Le raisonnable s’il était un substantif serait proche du renoncement.
La raison ne dit pas qu’il faut être raisonnable. Elle admet cependant que dans certains cas – toujours discutables – il peut être préférable, dans son intérêt immédiat bien compris -d’être « raisonnable ».
A noter que si déraisonnable peut parfois être le contraire du raisonnable-renoncement, il est aussi dans une autre acception le qualificatif de l’absence de raison de l’esprit, ou de sa perte. Dans ce cas, il n’est pas faux-ami, il reste proche de la racine raison.
La raison dit-elle qu’il faut être raisonnable ? Certains nombreux esprits le pensent et le démontrent par tous les avantages qu’ils en acquièrent dans leur vie. Ils en oublient bien souvent la brièveté de la vie et la mort qui peut les prendre à tout instant, se classant automatiquement dans la catégorie de ceux qui vivront très longtemps et même – dans une inconsciente déraison – dans une éternité de vie sans vie.
Dans cette perspective, ils en omettent de jouir des avantages – matériels et financiers – que leur vie raisonnable leur a permis d’accumuler. Ce faisant, ils font la démonstration de la déraison de leur comportement raisonnable.
Il semblerait que la raison indique qu’une vie aux comportements déraisonnables, c’est-à-dire ne se soumettant pas aux injonctions systématiques de la plus grande prudence à chaque occasion, est la seule vie possible pour l’équilibre des humains qui aiment respirer, le monde en leurs bras. Surtout, pour le cas où ils ne meurent pas prématurément, elle leur évite les remords et les regrets qui rongent la vieillesse et laisse aux lèvres une nausée torturante.
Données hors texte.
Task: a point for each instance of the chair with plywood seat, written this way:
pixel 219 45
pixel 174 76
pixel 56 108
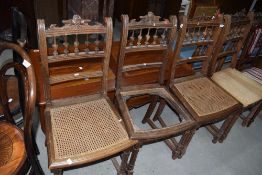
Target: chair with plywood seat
pixel 151 34
pixel 17 147
pixel 82 129
pixel 243 88
pixel 207 102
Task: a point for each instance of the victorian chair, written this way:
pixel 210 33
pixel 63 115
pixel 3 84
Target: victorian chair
pixel 151 34
pixel 243 88
pixel 82 129
pixel 207 102
pixel 17 147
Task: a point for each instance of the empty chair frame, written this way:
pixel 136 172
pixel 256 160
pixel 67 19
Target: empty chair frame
pixel 151 34
pixel 82 129
pixel 207 102
pixel 243 88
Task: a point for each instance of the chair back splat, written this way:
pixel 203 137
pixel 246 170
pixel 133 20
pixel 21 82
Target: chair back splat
pixel 76 40
pixel 199 35
pixel 231 41
pixel 147 35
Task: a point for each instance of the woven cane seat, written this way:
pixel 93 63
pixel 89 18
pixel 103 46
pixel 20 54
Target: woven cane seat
pixel 85 130
pixel 244 89
pixel 12 149
pixel 254 73
pixel 203 96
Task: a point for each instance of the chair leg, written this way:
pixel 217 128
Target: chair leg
pixel 34 143
pixel 123 166
pixel 228 128
pixel 220 134
pixel 252 115
pixel 58 172
pixel 150 109
pixel 183 144
pixel 160 109
pixel 131 164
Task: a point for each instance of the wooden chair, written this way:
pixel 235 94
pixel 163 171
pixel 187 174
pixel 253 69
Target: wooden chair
pixel 207 102
pixel 82 129
pixel 151 34
pixel 251 51
pixel 247 91
pixel 17 147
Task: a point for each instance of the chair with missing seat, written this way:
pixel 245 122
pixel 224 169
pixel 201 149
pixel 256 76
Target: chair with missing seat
pixel 243 88
pixel 81 129
pixel 151 34
pixel 206 101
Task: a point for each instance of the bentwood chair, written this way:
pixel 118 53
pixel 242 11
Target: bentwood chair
pixel 83 129
pixel 150 34
pixel 207 102
pixel 17 147
pixel 243 88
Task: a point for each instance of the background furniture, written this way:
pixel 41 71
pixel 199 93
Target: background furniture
pixel 18 148
pixel 248 91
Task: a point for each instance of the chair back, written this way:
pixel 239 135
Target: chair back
pixel 78 40
pixel 27 74
pixel 252 48
pixel 196 40
pixel 147 35
pixel 231 41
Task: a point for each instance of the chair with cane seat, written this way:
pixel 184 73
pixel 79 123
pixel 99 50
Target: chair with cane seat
pixel 207 102
pixel 243 88
pixel 82 129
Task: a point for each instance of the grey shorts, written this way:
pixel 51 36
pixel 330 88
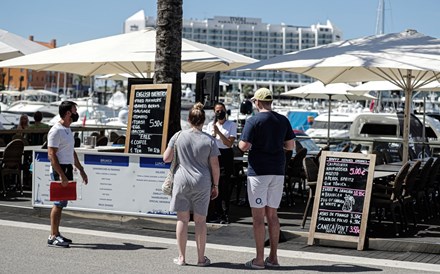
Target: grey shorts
pixel 265 190
pixel 68 170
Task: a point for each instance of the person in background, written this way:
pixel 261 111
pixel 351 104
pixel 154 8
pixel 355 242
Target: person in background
pixel 266 135
pixel 24 122
pixel 196 181
pixel 62 157
pixel 225 133
pixel 38 117
pixel 37 138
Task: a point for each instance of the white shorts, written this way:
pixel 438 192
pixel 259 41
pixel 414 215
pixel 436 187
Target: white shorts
pixel 265 190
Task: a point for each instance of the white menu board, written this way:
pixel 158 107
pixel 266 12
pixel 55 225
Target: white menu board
pixel 118 183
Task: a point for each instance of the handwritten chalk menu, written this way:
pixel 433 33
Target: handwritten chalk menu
pixel 342 197
pixel 148 119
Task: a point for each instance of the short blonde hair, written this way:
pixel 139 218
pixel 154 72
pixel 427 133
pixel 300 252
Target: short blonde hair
pixel 196 115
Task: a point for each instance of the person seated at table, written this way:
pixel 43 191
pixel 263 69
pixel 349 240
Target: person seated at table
pixel 37 138
pixel 23 123
pixel 225 132
pixel 38 117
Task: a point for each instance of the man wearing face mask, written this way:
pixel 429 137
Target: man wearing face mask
pixel 225 133
pixel 62 156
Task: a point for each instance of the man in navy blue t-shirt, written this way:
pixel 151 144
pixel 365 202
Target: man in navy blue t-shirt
pixel 266 135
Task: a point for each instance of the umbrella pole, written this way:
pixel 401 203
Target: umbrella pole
pixel 328 124
pixel 424 128
pixel 406 117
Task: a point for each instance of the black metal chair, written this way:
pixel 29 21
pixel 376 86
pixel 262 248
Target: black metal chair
pixel 408 201
pixel 389 196
pixel 102 141
pixel 311 172
pixel 295 174
pixel 422 205
pixel 346 148
pixel 357 148
pixel 11 166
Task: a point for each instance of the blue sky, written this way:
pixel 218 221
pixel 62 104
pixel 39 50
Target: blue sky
pixel 81 20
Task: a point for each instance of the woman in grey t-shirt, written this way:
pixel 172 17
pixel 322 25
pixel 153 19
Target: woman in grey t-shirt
pixel 195 181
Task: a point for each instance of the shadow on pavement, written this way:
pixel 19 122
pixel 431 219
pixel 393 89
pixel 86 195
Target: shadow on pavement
pixel 125 246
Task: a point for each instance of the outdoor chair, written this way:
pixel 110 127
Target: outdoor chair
pixel 422 205
pixel 113 136
pixel 408 201
pixel 388 197
pixel 318 156
pixel 298 145
pixel 120 140
pixel 357 148
pixel 311 172
pixel 346 148
pixel 431 189
pixel 102 141
pixel 380 158
pixel 238 177
pixel 11 165
pixel 387 156
pixel 294 174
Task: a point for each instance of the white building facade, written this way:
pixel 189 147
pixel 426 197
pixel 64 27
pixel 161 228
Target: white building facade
pixel 253 38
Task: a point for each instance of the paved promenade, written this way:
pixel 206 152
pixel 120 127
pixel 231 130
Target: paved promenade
pixel 385 254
Mais possiblement l’être raisonnable qui est en nous sait-il aussi se montrer compatissant et sans rancune quand il sait aux moments difficiles assumer son relai de vie. Il prend alors son frère ennemi aux ailes brisées dans ses bras et lui indique le goût de la fleur aux lèvres douces. Parfois.
L’approche de la mort est peut-être le moment ou les deux comparses se retrouvent le mieux : Nous n’avons pas demandé à naitre ni à mourir, et, dans cette absence de liberté sur nous même, il n’est pas question d’être raisonnable en acceptant gentiment la mort, ni d’être déraisonnable en la niant ou la craignant. La raison implique donc, dans notre impuissance et en raison, de lui pisser posément à la raie, dans une souriante dignité.